第739章 青芽福利院的由来(2/2)
两个人就这样默默站着,看着苏晚鱼她们领着一个孩子上车,又领着一个孩子下车。
他们只是在等待一个,明知道不太好的结果。
青芽福利院建在离镇子还有两公里的地方,远处依稀可以看见镇子的建筑,和一些村庄。福利院的周围都是田,田已经空了。
割净的稻子捆成垛,三五个一簇,散在赭黄的田野上,像大地结痂后疏落的痂。田埂边的杨树,叶子半枯着,黄中透出铁锈的红,风过时,瑟瑟地响,是一种干燥的、沙纸磨过的声音。
空气里有股气味,是新翻的泥土的腥,混着腐烂稻梗的微酸,还有些远处烧荒的焦苦,丝丝缕缕,不浓,却散不掉。
鱼舟往空旷的田野看去,一只乌鹊落在田埂上,跳几步,啄着什么,又忽地飞走了。四下里便更静了。

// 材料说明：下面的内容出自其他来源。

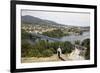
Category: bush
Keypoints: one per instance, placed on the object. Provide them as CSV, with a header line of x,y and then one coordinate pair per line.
x,y
86,43
47,53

田埂上遗落了几穗稻谷,金黄的,在灰土里格外扎眼,却也没人去捡了。它们就那样躺着,慢慢被风干,被遗忘,成为这片萧索里最后一点确凿的、关于丰收的证据。
一切都静了下来。只有风,还在不知疲倦地,抚摸着这片刚刚被掏空的大地。
程院长看着熟悉的景色,突然说道:“等这批孩子长大了,青芽福利院应该也不会存在了。”
鱼舟转头看着她,想问,却不知道该问些什么!程院长仿佛是沉寂了好多日子,终于找到了一个能说话的人。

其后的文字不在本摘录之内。